Saturday, October 7, 2023

Nothing like a dame: Harry Josephs


Came on this little gem on ebay this morning. Chuckle. One for all those who think cross-dressing is something frightfully modern :-)

This is Scottish 'dame comedian' Harry Josephs in the role of Dame Hatley in the burlesque of Black-Eyed Susan, possibly at Lina Edwin's Theater (12 September 1870). Miss Edwin of course played Susan and Stuart Robson was Captain Crosstree.

However, Josephs played this role frequently, in America and originally in Britain, and this may be another production.

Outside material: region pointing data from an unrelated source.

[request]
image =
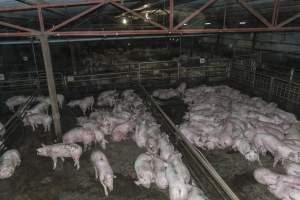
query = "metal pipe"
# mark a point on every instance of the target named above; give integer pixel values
(97, 39)
(35, 64)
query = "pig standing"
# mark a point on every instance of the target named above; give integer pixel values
(144, 169)
(84, 104)
(14, 101)
(160, 178)
(103, 171)
(8, 163)
(2, 129)
(61, 151)
(282, 186)
(36, 119)
(178, 189)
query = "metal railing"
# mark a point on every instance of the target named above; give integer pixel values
(285, 92)
(201, 170)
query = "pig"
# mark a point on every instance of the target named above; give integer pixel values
(61, 151)
(60, 100)
(181, 88)
(178, 189)
(14, 101)
(160, 178)
(292, 168)
(180, 167)
(42, 107)
(38, 119)
(282, 186)
(85, 135)
(84, 104)
(121, 131)
(196, 194)
(80, 134)
(144, 169)
(166, 149)
(243, 146)
(2, 130)
(269, 143)
(103, 171)
(8, 163)
(165, 94)
(152, 145)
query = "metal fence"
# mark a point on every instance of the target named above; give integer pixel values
(285, 92)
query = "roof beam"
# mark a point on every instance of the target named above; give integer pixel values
(255, 13)
(49, 10)
(17, 27)
(53, 5)
(137, 14)
(289, 20)
(87, 11)
(195, 13)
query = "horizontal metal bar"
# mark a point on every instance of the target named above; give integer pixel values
(53, 5)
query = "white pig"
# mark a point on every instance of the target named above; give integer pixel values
(38, 119)
(61, 151)
(178, 189)
(144, 169)
(15, 101)
(196, 194)
(2, 129)
(8, 163)
(103, 171)
(180, 167)
(160, 178)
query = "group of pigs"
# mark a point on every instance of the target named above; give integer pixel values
(160, 164)
(120, 117)
(221, 117)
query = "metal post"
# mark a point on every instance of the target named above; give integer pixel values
(35, 64)
(178, 70)
(292, 75)
(73, 58)
(51, 84)
(270, 93)
(139, 75)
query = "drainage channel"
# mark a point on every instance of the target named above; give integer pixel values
(12, 133)
(206, 177)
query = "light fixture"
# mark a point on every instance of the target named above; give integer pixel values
(147, 16)
(124, 21)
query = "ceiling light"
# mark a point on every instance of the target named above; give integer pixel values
(124, 21)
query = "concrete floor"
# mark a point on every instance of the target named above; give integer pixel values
(232, 166)
(35, 179)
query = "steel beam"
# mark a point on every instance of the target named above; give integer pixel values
(17, 27)
(275, 12)
(51, 84)
(195, 13)
(255, 13)
(41, 20)
(64, 23)
(289, 20)
(109, 33)
(53, 5)
(138, 15)
(171, 15)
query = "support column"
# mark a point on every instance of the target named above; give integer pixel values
(51, 84)
(73, 58)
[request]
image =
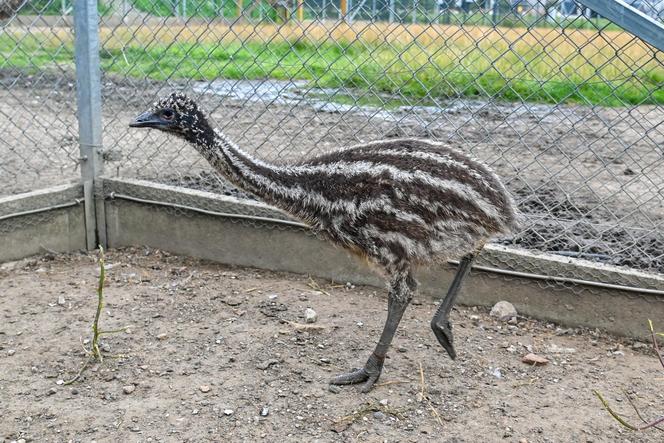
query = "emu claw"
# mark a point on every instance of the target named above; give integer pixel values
(368, 375)
(445, 337)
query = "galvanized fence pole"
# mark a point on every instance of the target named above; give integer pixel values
(88, 87)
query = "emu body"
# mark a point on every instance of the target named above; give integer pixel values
(400, 203)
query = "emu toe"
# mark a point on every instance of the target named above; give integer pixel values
(445, 337)
(368, 375)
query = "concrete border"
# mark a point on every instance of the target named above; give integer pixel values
(46, 220)
(239, 232)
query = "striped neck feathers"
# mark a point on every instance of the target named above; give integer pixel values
(239, 167)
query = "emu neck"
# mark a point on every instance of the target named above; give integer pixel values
(246, 172)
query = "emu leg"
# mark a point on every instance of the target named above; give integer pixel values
(398, 300)
(440, 323)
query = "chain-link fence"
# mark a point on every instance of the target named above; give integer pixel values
(563, 103)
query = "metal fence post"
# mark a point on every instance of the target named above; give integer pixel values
(88, 89)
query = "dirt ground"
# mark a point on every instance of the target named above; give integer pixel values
(218, 353)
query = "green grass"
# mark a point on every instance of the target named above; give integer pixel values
(381, 70)
(202, 8)
(409, 71)
(55, 7)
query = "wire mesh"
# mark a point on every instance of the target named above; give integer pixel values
(562, 103)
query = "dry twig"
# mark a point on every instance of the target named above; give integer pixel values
(647, 424)
(94, 353)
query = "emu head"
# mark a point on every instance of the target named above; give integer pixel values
(179, 115)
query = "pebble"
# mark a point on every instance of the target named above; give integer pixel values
(503, 310)
(267, 363)
(534, 359)
(310, 316)
(555, 349)
(233, 301)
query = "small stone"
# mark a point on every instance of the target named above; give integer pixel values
(555, 349)
(503, 311)
(534, 359)
(233, 301)
(266, 364)
(310, 316)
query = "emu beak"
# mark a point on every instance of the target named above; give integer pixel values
(148, 120)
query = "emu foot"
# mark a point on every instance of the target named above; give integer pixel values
(444, 335)
(368, 375)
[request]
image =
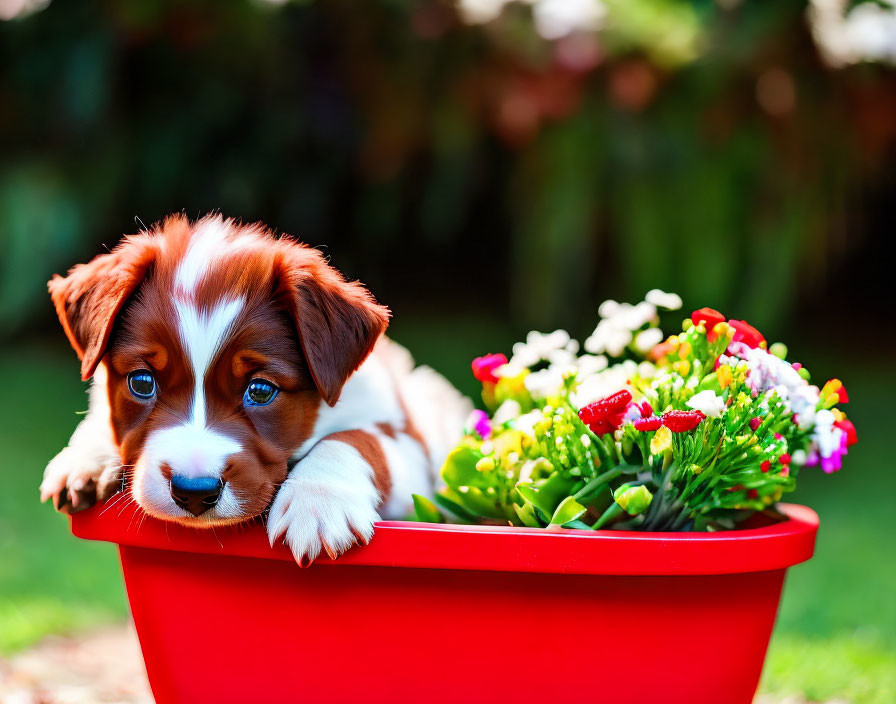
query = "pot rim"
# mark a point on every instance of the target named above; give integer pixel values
(489, 548)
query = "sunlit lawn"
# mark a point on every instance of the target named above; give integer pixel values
(836, 632)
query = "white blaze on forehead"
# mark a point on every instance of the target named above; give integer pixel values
(202, 335)
(190, 450)
(206, 243)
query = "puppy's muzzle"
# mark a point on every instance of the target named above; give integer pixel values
(195, 494)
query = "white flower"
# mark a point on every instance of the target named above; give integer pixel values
(708, 403)
(608, 338)
(544, 382)
(526, 422)
(508, 410)
(647, 339)
(661, 299)
(602, 384)
(589, 364)
(540, 346)
(646, 370)
(510, 370)
(557, 18)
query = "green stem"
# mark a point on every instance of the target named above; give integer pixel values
(610, 514)
(597, 481)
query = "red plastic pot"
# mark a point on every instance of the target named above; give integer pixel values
(436, 613)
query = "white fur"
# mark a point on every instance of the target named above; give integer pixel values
(410, 470)
(91, 452)
(207, 242)
(192, 449)
(331, 488)
(328, 498)
(203, 335)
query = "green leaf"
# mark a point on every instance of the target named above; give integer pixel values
(460, 466)
(568, 510)
(450, 505)
(549, 495)
(426, 510)
(527, 515)
(477, 501)
(580, 525)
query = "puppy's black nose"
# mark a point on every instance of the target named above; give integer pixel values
(195, 494)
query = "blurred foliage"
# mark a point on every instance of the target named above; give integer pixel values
(691, 146)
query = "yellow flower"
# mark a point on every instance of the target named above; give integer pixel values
(661, 441)
(633, 500)
(723, 329)
(682, 366)
(486, 464)
(724, 375)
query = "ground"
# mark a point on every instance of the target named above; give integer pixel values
(836, 632)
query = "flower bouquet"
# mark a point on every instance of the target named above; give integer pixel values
(695, 432)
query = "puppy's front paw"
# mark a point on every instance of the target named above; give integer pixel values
(76, 480)
(327, 504)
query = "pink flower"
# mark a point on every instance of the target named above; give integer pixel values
(746, 333)
(682, 421)
(646, 424)
(605, 416)
(481, 424)
(484, 367)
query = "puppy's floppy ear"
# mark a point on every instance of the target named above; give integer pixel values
(338, 321)
(91, 296)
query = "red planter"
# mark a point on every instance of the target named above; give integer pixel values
(435, 613)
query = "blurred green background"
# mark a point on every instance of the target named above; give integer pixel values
(485, 167)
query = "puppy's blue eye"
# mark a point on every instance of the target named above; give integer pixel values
(142, 383)
(259, 393)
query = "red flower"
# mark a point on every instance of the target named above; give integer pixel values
(746, 333)
(682, 421)
(659, 351)
(645, 424)
(710, 318)
(605, 416)
(484, 367)
(847, 427)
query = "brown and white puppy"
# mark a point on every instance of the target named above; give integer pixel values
(236, 373)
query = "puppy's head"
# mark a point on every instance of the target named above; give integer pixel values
(220, 344)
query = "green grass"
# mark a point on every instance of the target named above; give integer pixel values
(836, 631)
(49, 581)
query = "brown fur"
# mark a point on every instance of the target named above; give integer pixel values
(303, 327)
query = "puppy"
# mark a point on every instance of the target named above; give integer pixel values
(237, 374)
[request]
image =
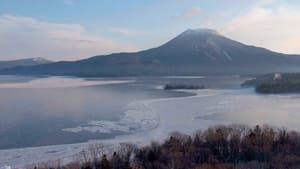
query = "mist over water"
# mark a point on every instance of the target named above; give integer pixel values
(116, 110)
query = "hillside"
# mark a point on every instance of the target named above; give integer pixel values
(193, 52)
(23, 62)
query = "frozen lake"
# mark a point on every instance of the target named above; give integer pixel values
(137, 110)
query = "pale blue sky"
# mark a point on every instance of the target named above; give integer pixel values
(73, 29)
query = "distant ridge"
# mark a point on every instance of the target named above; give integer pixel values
(193, 52)
(23, 62)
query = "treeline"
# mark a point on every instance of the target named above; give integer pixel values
(278, 87)
(222, 147)
(276, 83)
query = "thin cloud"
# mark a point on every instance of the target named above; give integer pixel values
(276, 28)
(189, 13)
(68, 2)
(22, 37)
(127, 32)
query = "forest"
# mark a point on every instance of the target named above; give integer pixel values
(220, 147)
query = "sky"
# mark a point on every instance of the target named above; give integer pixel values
(77, 29)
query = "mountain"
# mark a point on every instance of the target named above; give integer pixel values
(193, 52)
(23, 62)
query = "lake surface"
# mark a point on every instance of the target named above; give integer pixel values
(60, 110)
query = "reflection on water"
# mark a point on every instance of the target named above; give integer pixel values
(139, 111)
(34, 111)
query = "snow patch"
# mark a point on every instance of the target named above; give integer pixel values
(139, 116)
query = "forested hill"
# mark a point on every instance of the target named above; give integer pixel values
(193, 52)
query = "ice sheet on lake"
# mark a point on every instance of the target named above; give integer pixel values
(139, 116)
(185, 114)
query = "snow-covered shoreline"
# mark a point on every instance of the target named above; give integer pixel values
(184, 114)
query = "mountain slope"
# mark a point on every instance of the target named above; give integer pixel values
(193, 52)
(23, 62)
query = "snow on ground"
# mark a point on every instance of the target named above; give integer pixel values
(184, 114)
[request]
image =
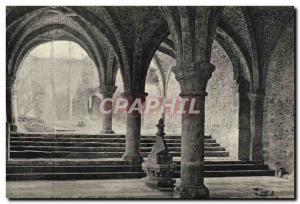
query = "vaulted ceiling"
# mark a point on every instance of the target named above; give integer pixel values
(133, 35)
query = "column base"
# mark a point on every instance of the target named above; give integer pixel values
(133, 159)
(191, 192)
(160, 183)
(107, 131)
(13, 127)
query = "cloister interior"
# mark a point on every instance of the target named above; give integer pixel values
(238, 62)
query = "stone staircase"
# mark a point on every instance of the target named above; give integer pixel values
(74, 156)
(93, 146)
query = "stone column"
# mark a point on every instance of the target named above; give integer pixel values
(133, 129)
(244, 127)
(256, 120)
(193, 84)
(11, 99)
(107, 92)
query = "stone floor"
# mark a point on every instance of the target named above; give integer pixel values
(220, 188)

[William] Henry Josephs was born in Greenock 11 June 1845, a child of W H Josephs, theatre manager. It was an ill-fated family. His sisters Fanny (France Adeline) Josephs (1843-1890) and Patti (Eliza Stuart Patti) Josephs (1849-1876) both became popular as actresses on both sides of the Atlantic, and both had premature deaths. Harry did not escape the rule. He died of a heart attack in Boston on 5 September 1880, barely 35 years of age.

He began his career as Dick Whittington's cat and Harlequin in pantomime in 1864, played with the Morton Price/Catherine Lucette company, with whom he first played Dame Hatley at Sadler's Wells in 1865, and at the Liverpool Prince of Wales, before crossing to America's Selwyn Theatre where he established himself as a comic actor before taking on the role of Barbara Badger in The Spirit of Seventy-Six. When a Paul Pry burlesque was mounted, he was 'Nancy Rouse' ('one of his quaint pictures of femalke eccentricities'). He rejoined the Price/Lucette troupe at the Park Theatre, and then Lina Edwin's (Lisa in Sonnambula burlesque, Thames Darrell in Little Jack Sheppard) and played with Lisa Weber's burlesque company -- Azucena in Ill Treated Trovatore, Clorinda in Cinderella. When Evangeline became popular, Harry found another congenial dame role in the part of Catherine.

His dame Hatley seems from this photo to have become a little more refined and Danny-La-Rue-ish than the original eccentric comic version of E J Odell.